«Oui, on a le droit de caricaturer Dieu»

Paris et Berlin — Au nom de la liberté d'expression, les quotidiens Die Welt et France Soir ont publié hier les caricatures danoises du prophète Mahomet qui nourrissent une polémique diplomatico-religieuse avec le monde musulman.

En milieu de journée, l'ambassade du Danemark en Syrie a été brièvement évacuée après une fausse alerte à la bombe et Damas a annoncé avoir rappelé son ambassadeur à Copenhague, comme l'avait déjà fait l'Arabie Saoudite en début de semaine.

La Libye a quant à elle fermé sa représentation diplomatique au Danemark. Le Qatar et l'Irak ont également transmis leur réprobation aux autorités danoises, qui ont exclu des excuses officielles, soulignant que la presse était indépendante.

À Paris, la publication des 12 dessins danois par France Soir a provoqué l'indignation du président du Conseil français du culte musulman (CFCM), Dalil Boubakeur. Le propriétaire de France Soir, l'homme d'affaires franco-égyptien Raymond Lakah, a limogé le président et directeur de la publication, Jacques Lefranc, après la reproduction de caricatures. Dans un communiqué adressé hier soir à l'AFP, M. Lakah indique avoir «décidé de révoquer Monsieur Jacques Lefranc de sa fonction [...] en signe fort de respect des croyances et des convictions intimes de chaque individu».

Le recteur de la mosquée de Paris, qui rappelle que l'islam interdit toute représentation humaine d'Allah et de son prophète, a dénoncé une «vraie provocation vis-à-vis des millions de musulmans de France». Il doit recevoir ce matin l'ambassadeur du Danemark à la demande de ce dernier.

Dans toutes les capitales européennes concernées — Paris, Copenhague ou Oslo, où les dessins ont été publiés à la mi-janvier —, les gouvernements ont mis en avant la défense de la liberté d'expression. «Cette liberté, évidemment, doit s'exercer dans un esprit de tolérance, de respect des croyances de chacun», a déclaré le porte-parole du gouvernement français, Jean-François Copé.

Sous le titre «Oui, on a le droit de caricaturer Dieu», France Soir publie en une un dessin représentant Bouddha, Yahvé et Dieu sur un nuage qui conseillent au prophète musulman de ne pas «râler», tous ayant déjà été caricaturés.

Les 12 dessins danois sont publiés en pages intérieures.
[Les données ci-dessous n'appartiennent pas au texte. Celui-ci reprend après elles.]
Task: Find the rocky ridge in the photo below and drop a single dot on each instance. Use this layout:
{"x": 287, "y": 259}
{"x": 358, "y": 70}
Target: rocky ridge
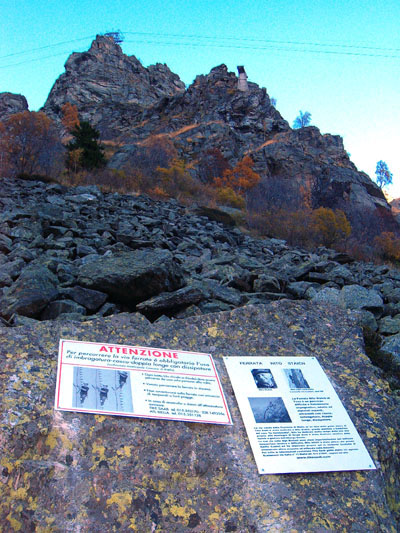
{"x": 109, "y": 88}
{"x": 80, "y": 254}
Une des caricatures montre le prophète coiffé d'un turban en forme de bombe. Une autre représente un mollah arrêtant un flot de candidats à l'attentat suicide. «Nous sommes en rupture de stock de vierges», leur déclare-t-il.

Le quotidien explique son choix «non par goût gratuit de la provocation mais parce qu'ils constituent l'objet d'une controverse d'ampleur mondiale qui n'a rien de moins comme enjeu que l'équilibre et les limites, en démocratie, entre le respect des croyances et la liberté d'expression».

«La possibilité de se moquer des choses les plus saintes est au coeur de nos traditions culturelles. C'est non négociable. Ce n'est pas un synonyme de notre déclin, comme les esprits pessimistes peuvent le suggérer», peut-on lire dans l'éditorial publié par Die Welt, intitulé «Colère sainte».

Excuses au Danemark

Au Danemark, l'auteur des dessins, publiés dans l'indifférence générale par le quotidien Jyllands-Posten en septembre, s'est déclaré rasséréné par le geste de France Soir et de Die Welt. «C'est la seule façon de faire et le seul moyen de montrer que les pays démocratiques sont solidaires», a déclaré Kaare Bluitgen, dont les propos ont été rapportés par l'agence Ritzau. Le journal danois a présenté ses excuses aux pays arabes en début de semaine mais les ministres de l'Intérieur arabes, réunis mardi à Tunis pour discuter de lutte contre le terrorisme dans la région, ont demandé aux autorités danoises de prendre des sanctions contre le journal.